■■サガンとメールとシンプルな言葉■■
2016/06/30
『サガンという生き方』が出版されて、周囲に読んでくれる人が増えてきて、取材も含めて何かと問われることが多い時期。
あらためて考えさせられることが多く、たのしい。
たとえば、
「あなたはサガンの作品が好きなのですか、それとも生き方が好きなのですか」
という質問。
小説作品そのものがその人本人であるはずはない、けれどそのなかに本人が息づいていないわけもない。
だから、こういう質問については、白黒はっきりとした答えはでない。
いろんな意味をふくめて選べば作品ということになるけれど。
そして、そのとき思い浮かんだ言葉を使って、自分の気持ちを伝えようとはするけれど。
先日、精神的に近いところにいると私が勝手に感じているフリーライターの女性からメールが届いた。
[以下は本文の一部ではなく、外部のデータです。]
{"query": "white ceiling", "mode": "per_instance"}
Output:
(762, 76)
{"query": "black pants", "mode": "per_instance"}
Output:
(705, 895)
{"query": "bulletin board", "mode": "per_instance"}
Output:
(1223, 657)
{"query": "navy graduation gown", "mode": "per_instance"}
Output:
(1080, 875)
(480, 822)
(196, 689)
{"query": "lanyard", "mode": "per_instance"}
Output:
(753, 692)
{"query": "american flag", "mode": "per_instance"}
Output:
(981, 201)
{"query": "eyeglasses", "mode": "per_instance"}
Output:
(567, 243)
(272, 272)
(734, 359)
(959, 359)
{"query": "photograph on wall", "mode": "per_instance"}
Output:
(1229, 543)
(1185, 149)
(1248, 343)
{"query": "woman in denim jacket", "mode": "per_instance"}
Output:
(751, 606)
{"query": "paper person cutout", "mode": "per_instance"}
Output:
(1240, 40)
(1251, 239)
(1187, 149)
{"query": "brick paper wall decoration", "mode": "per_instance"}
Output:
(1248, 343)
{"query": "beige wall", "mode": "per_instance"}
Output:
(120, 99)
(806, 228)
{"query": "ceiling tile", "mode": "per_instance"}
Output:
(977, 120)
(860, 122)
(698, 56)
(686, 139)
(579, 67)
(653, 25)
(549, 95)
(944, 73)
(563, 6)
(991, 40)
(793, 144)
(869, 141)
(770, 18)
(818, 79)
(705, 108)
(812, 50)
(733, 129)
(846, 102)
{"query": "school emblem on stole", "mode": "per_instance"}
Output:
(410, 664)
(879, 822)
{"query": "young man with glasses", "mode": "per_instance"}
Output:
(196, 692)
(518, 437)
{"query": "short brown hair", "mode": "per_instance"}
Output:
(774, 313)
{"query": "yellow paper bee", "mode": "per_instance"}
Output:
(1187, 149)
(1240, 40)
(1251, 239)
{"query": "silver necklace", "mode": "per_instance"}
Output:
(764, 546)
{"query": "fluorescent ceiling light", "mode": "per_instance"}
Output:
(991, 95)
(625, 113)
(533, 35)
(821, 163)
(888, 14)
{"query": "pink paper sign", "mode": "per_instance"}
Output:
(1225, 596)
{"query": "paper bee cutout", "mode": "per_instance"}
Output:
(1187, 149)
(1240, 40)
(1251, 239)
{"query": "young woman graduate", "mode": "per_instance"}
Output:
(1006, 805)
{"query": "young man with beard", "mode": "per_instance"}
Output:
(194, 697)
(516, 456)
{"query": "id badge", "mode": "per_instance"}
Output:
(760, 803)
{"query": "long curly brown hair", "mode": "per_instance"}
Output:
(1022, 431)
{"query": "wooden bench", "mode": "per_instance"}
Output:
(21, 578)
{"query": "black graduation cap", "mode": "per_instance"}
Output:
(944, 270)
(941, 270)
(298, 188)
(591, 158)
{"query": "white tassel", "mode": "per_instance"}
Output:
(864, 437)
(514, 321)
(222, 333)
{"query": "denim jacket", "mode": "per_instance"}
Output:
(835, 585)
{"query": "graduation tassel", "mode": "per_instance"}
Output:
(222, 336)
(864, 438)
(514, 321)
『サガンという生き方』をお読みになった感想が、つづられていた。
あのメールが届いた夕刻は、私にとって忘れられないひととき。
彼女は感動してくださっていた。
「愛いっぱいの分析、いろんな角度から胸に迫るものがあり、泣けました」
「魂のそばでサガンを感じ、それで魅力的にサガンのことを書かれたっていう、この現実が嬉しくて、わたしはあらためて感動いたしました」
全文は載せたくないから、一部分だけだけど、私はこの一通のメールでこころのそこから思った。
ああ、書いてよかった、と。
もうこれだけでじゅうぶんだ、と。
ひとりのひとが、少し遠い地で、私の作品を理解してくれて、それを書いた私を感じてくれて、しかも感動したと言ってくださっている。
このよろこび。
作家にとって、なにより嬉しいことは作品を読んでもらえることだけれど、こんな感想をいただけたら、言葉はない。久しぶりにメールで泣いた。
メールは、基本的には好きではないけれど、電話が苦手なものだから活用することが多く、今回のようにメールから感動を得ることも多い。
さいきん思うのは、シンプルな言葉のもつ力だ。
私は理屈っぽいからいろんな書き方をしてしまうけれど、それでは伝わらないことのほうが多いのかもしれない。
早朝の気温は10度だった。空は重たい色をしている。
明日は仕事で大阪まで出かけ、夜遅くなるので泊ってくる。ひとり旅が大好きだったりもするのに、明日の夜を思うと寂しい。